Molecular studies in targeted diagnostics and therapeutics have historically been limited to systems with some a priori knowledge of the specific molecules or biological pathways to be studied. New technologies have allowed for more comprehensive analyses of biological and clinical samples in recent years, which are in turn enabling greater insights into basic cellular biology and providing new opportunities for curative therapies. Imaging mass spectrometry is one such technology that allows for the untargeted spatial mapping of a wide array of biomolecules in tissue specimens. Our lab develops novel imaging MS technologies and leverages these advances, working alongside Prof. Joseph Zackular and his team at the Children’s Hospital of Philadelphia and the University of Pennsylvania, to understand the molecular metabolism associated with microbial systems and infectious disease.

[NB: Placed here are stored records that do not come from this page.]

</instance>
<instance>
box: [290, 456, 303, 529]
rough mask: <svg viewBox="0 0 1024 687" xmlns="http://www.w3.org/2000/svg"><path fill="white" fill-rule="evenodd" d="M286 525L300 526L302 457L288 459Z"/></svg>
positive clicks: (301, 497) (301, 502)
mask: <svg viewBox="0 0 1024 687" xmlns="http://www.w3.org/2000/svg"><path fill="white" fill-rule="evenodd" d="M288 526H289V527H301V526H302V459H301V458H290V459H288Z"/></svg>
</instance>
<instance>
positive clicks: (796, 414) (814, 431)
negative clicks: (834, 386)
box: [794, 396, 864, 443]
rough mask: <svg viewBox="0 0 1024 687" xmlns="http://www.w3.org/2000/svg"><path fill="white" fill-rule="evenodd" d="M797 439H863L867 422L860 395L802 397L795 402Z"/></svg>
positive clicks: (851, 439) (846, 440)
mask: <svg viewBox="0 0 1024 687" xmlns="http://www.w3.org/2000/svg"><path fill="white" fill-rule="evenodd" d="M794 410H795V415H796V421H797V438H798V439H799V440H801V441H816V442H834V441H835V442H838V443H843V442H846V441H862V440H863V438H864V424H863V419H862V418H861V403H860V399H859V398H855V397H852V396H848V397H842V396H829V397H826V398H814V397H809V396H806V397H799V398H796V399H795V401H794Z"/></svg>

Our early matrix-assisted laser desorption/ionization (MALDI) imaging MS experiments revealed metabolic remodeling in mouse gut during Enterococcus and C. difficile coinfection and helped to spatially define localization patterns associated with specific microbes, pathogens, and host immune cells during gastrointestinal coinfection. For example, we discovered that Enterococcus and C. difficile participate in a parallel process of amino acid nutrient restriction and cross-feeding that reprograms C. difficile metabolism, resulting in increased virulence. We have now extended these spatial metabolomics methods to study CDI and IBD metabolism. Our initial experiments have revealed altered expression of nutrient uptake transporters. Some amino acids are C. difficile-toxin dependent (i.e., they may be liberated from the host) and others are C. difficile-toxin depleting (i.e., they are likely used by C. difficile). Finally, a novel metabolite, isocaproyltaurine, may allow for discrimination between IBD and IBD+CDI groups. Distinction between these highly similar phenotypes is important, as treatment and health outcomes are divergent. Overall, spatial metabolomics offers a powerful and promising method to study intestinal inflammation.